Part 10: Producing banded factor tables
Part 10: Producing banded factor tables¶
Continuous feature curves are good for diagnostics, but factor tables require discrete bands. Actuarial convention and rating system constraints both demand breakpoints.
The key principle: band the SHAP values, do not band the feature before modelling. The model was trained on continuous driver_age. You cannot pass age_band to a model that was trained on driver_age. What you can do is extract the SHAP values for driver_age (which the model already computed for each observation) and then aggregate those SHAP values by your chosen age bands.
In a new cell, type this and run it (Shift+Enter):
# Define age bands - round numbers that are defensible to the committee
age_breaks = [17, 22, 25, 30, 40, 55, 70, 86]
age_labels = ["17-21", "22-24", "25-29", "30-39", "40-54", "55-69", "70+"]

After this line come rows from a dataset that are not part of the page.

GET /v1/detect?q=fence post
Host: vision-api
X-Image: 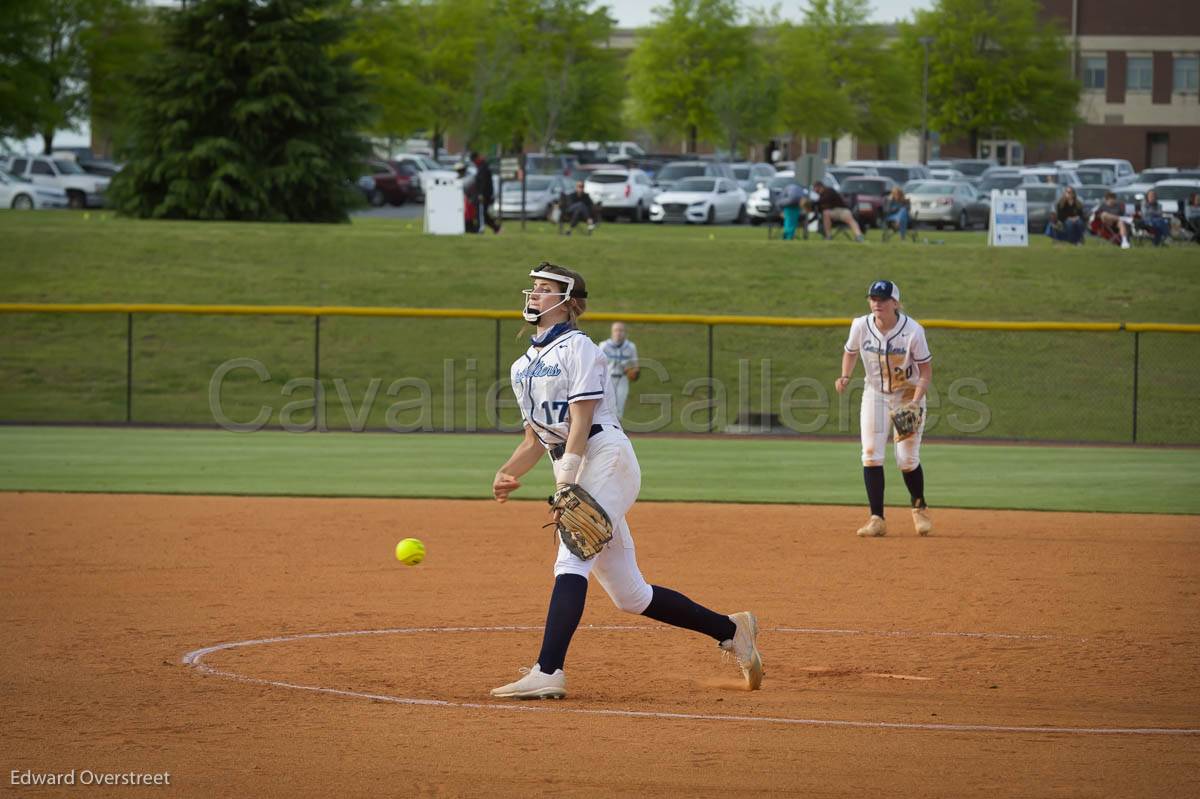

[1133,330,1141,444]
[708,325,716,433]
[312,313,320,383]
[125,313,133,425]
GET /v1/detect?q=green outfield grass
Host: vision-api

[0,212,1200,443]
[0,427,1200,513]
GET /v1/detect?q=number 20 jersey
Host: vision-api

[510,330,620,449]
[846,313,934,394]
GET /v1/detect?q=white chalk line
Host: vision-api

[180,625,1200,735]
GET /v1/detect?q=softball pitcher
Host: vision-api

[492,262,763,699]
[836,281,934,536]
[600,322,641,419]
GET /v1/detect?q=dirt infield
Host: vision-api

[0,493,1200,797]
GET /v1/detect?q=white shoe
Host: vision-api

[721,611,763,691]
[912,505,934,535]
[858,516,888,539]
[492,663,566,699]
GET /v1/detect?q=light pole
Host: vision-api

[917,36,934,164]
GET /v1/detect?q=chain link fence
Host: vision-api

[0,305,1200,444]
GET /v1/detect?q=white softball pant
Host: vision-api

[610,374,629,419]
[554,429,653,613]
[859,386,925,471]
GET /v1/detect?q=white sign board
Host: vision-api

[421,172,467,236]
[988,188,1030,247]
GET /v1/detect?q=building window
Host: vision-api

[1175,55,1200,94]
[1126,58,1154,91]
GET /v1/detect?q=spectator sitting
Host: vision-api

[1180,192,1200,241]
[1096,192,1129,250]
[883,186,908,241]
[1141,188,1171,247]
[1046,186,1084,245]
[812,181,863,241]
[560,180,596,235]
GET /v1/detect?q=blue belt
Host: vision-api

[550,425,620,461]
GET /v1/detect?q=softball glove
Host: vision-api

[550,483,612,560]
[892,402,925,443]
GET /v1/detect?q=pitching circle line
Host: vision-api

[180,625,1200,735]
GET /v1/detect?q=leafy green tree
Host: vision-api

[901,0,1080,152]
[510,0,624,150]
[629,0,742,152]
[779,0,920,160]
[112,0,367,222]
[0,0,46,139]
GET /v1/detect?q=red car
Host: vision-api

[841,175,895,228]
[360,161,418,206]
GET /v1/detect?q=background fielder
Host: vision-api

[600,322,641,416]
[836,281,934,536]
[492,263,762,699]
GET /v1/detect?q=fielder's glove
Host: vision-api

[550,483,612,560]
[892,402,925,443]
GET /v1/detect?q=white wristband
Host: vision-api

[554,452,583,483]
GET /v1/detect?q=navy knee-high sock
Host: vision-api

[902,463,925,507]
[863,465,883,517]
[642,585,737,642]
[538,575,588,674]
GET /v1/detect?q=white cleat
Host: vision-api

[721,611,763,691]
[492,663,566,699]
[858,516,888,539]
[912,505,934,535]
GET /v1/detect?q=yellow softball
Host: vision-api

[396,539,425,566]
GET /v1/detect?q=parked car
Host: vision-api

[526,152,580,175]
[654,161,734,191]
[929,167,966,181]
[1016,184,1067,233]
[359,160,416,208]
[908,180,990,230]
[6,156,109,209]
[1018,167,1084,186]
[731,163,779,194]
[583,167,658,222]
[841,176,895,228]
[950,158,997,178]
[1075,185,1109,217]
[978,173,1025,198]
[650,178,746,224]
[1079,158,1135,186]
[0,169,67,211]
[494,175,575,220]
[826,167,880,184]
[604,142,646,163]
[1075,167,1117,186]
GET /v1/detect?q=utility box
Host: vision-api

[421,172,467,236]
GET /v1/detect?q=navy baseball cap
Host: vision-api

[866,281,900,302]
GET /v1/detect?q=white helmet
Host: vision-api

[521,260,588,322]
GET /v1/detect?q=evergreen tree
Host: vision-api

[110,0,368,222]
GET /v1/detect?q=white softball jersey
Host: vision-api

[846,313,934,394]
[510,330,653,613]
[846,313,934,471]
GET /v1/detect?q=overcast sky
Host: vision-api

[598,0,934,28]
[25,0,934,152]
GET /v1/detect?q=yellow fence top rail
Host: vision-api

[0,302,1200,334]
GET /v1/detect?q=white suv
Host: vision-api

[583,169,658,222]
[8,156,109,209]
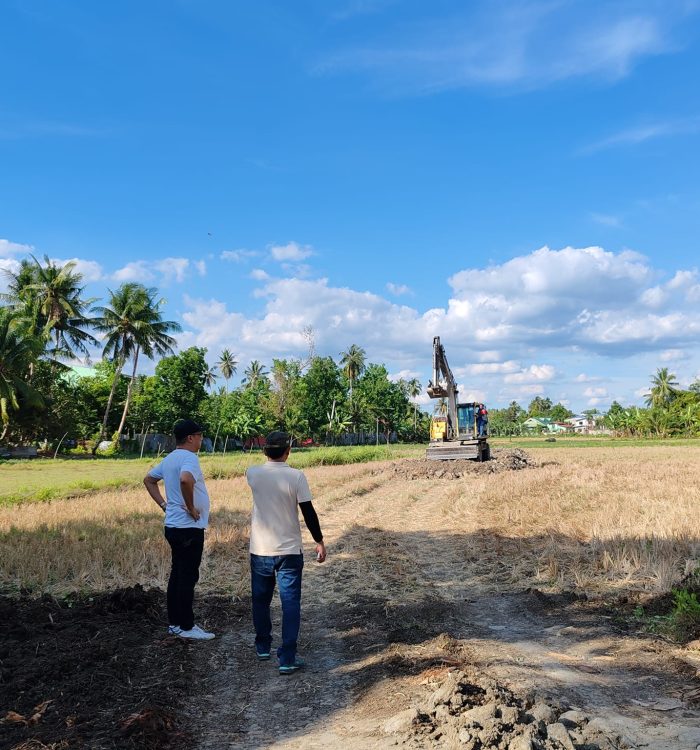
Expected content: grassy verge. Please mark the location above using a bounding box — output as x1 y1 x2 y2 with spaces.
0 445 424 506
489 435 700 450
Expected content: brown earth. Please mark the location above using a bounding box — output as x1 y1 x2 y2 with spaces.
0 451 700 750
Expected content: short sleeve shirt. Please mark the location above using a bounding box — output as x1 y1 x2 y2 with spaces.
148 448 209 529
246 461 311 557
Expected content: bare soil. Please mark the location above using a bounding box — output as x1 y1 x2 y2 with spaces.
0 451 700 750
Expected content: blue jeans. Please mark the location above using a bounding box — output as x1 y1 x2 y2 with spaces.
250 555 304 666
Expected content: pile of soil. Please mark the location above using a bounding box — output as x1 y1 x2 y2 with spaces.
384 671 631 750
0 586 206 750
386 448 540 479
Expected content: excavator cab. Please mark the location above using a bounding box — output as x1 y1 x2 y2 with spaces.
425 336 491 461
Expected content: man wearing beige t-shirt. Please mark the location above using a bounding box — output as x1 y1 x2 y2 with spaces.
246 432 326 674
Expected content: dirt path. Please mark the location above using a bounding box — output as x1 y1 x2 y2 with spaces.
193 468 700 750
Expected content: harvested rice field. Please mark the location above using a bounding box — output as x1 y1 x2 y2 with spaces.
0 445 700 750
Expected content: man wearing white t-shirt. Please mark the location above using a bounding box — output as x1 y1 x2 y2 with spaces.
143 419 214 641
246 432 326 674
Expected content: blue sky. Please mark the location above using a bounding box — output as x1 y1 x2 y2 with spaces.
0 0 700 411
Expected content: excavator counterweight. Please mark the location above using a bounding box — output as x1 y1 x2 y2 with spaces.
425 336 491 461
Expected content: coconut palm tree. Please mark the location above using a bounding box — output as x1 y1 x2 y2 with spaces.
15 255 98 359
243 359 267 388
204 365 219 388
93 282 156 444
340 344 367 401
646 367 678 406
217 349 238 392
0 307 44 440
117 289 182 435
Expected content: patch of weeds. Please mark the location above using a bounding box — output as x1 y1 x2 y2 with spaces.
632 567 700 643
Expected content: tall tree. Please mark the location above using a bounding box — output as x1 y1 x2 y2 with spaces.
217 349 238 391
19 255 98 359
117 289 182 435
406 378 423 432
0 307 43 440
93 282 157 448
646 367 678 406
204 365 219 388
340 344 367 400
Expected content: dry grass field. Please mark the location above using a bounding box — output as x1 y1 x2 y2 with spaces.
0 447 700 596
0 445 700 750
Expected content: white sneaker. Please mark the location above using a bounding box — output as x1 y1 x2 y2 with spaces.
177 625 214 641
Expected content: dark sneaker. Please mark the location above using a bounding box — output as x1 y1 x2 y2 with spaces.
280 656 306 674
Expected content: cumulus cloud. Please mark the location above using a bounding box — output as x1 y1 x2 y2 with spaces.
270 242 313 261
179 247 700 412
503 365 556 383
0 239 35 258
62 258 104 281
386 281 411 297
112 258 194 285
317 0 696 94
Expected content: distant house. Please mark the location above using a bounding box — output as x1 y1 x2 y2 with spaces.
570 416 595 432
61 365 97 383
522 417 572 433
522 417 553 432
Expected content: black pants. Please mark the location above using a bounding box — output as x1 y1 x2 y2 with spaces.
165 526 204 630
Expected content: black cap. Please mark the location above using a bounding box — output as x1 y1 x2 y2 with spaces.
173 419 204 443
265 430 291 448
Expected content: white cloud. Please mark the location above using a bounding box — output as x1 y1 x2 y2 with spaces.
0 239 36 258
62 258 104 281
0 257 19 293
503 365 556 383
455 359 521 377
583 387 608 398
591 213 623 229
176 247 700 406
582 117 700 154
219 250 260 263
317 0 694 94
270 242 313 261
112 260 155 283
386 281 411 297
112 258 193 286
659 349 690 362
389 370 420 383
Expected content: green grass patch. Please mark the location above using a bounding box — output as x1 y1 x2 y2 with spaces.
0 445 425 506
489 435 700 450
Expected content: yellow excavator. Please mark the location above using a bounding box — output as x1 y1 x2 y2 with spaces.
425 336 491 461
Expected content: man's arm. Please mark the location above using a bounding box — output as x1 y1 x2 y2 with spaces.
299 500 326 562
143 474 166 511
180 471 199 521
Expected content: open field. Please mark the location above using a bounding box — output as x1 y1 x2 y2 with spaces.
0 444 700 750
0 445 424 506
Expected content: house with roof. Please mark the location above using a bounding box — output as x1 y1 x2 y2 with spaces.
521 417 572 433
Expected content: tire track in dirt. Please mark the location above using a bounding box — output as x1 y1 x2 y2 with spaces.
191 465 700 750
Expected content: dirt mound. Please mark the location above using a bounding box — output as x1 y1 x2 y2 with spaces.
384 448 540 479
384 671 631 750
0 586 198 750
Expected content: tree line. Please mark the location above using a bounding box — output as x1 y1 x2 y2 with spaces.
489 367 700 438
0 256 429 450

# Add age_band to the Polars DataFrame
df_banded = df.with_columns(
pl.col("driver_age").cut(
breaks=age_breaks[1:-1],
labels=age_labels,
).alias("age_band")
)
print("Age band distribution:")
print(
df_banded.group_by("age_band")
.agg(
pl.len().alias("n_obs"),
pl.col("exposure").sum().alias("total_exposure"),
pl.col("claim_count").sum().alias("claims"),
)
.with_columns((pl.col("claims") / pl.col("total_exposure")).alias("observed_freq"))
.sort("age_band")
)
You will see a table showing the count of policies, exposure, and observed frequency for each age band. Verify that no band has fewer than 500 policies - very sparse bands will have unreliable relativities.
Now extract the per-observation SHAP values and aggregate by age band. In a new cell, type this and run it (Shift+Enter):
shap_vals = sr.shap_values() # numpy array, shape (100_000, n_features)
feature_names = sr.feature_names_ # list matching the SHAP columns
age_idx = feature_names.index("driver_age")
age_shap = shap_vals[:, age_idx]
# Build a Polars frame: age_band, age SHAP value, exposure
shap_frame = pl.DataFrame({
"age_band": df_banded["age_band"].to_list(),
"age_shap": age_shap.tolist(),
"exposure": df["exposure"].to_list(),
})
# Exposure-weighted mean SHAP per band
band_stats = shap_frame.group_by("age_band").agg([
(pl.col("age_shap") * pl.col("exposure")).sum().alias("weighted_shap_sum"),
pl.col("exposure").sum().alias("total_exposure"),
pl.col("exposure").count().alias("n_obs"),
pl.col("age_shap").std().alias("shap_std"),
]).with_columns(
(pl.col("weighted_shap_sum") / pl.col("total_exposure")).alias("mean_shap")
)
# Base level: 30-39 (lowest risk mid-range band)
base_shap = band_stats.filter(pl.col("age_band") == "30-39")["mean_shap"][0]
band_rels = band_stats.with_columns(
(pl.col("mean_shap") - base_shap).exp().alias("relativity")
).sort("age_band")
print("Age band relativities (base: 30-39):")
print(band_rels.select(["age_band", "relativity", "n_obs", "total_exposure"]).sort("age_band"))
You will see:
Age band relativities (base: 30-39):
shape: (7, 4)
┌─────────┬────────────┬───────┬────────────────┐
│ age_band│ relativity │ n_obs │ total_exposure │
╞═════════╪════════════╪═══════╪════════════════╡
│ 17-21 │ 1.823 │ 4987 │ 3905.1 │
│ 22-24 │ 1.421 │ 3519 │ 2794.3 │
│ 25-29 │ 1.178 │ 7103 │ 5661.4 │
│ 30-39 │ 1.000 │ 18241 │ 14538.2 │
│ 40-54 │ 0.988 │ 24803 │ 19758.9 │
│ 55-69 │ 1.042 │ 21374 │ 17023.1 │
│ 70+ │ 1.187 │ 19973 │ 15893.6 │
└─────────┴────────────┴───────┴────────────────┘
The 17-21 band should show a relativity significantly above 1.0, and the 70+ band a milder uplift. The true DGP has +0.55 for under-25 and +0.20 for over-70, giving exp(0.55) ≈ 1.73 and exp(0.20) ≈ 1.22. Your extracted relativities should be in that neighbourhood.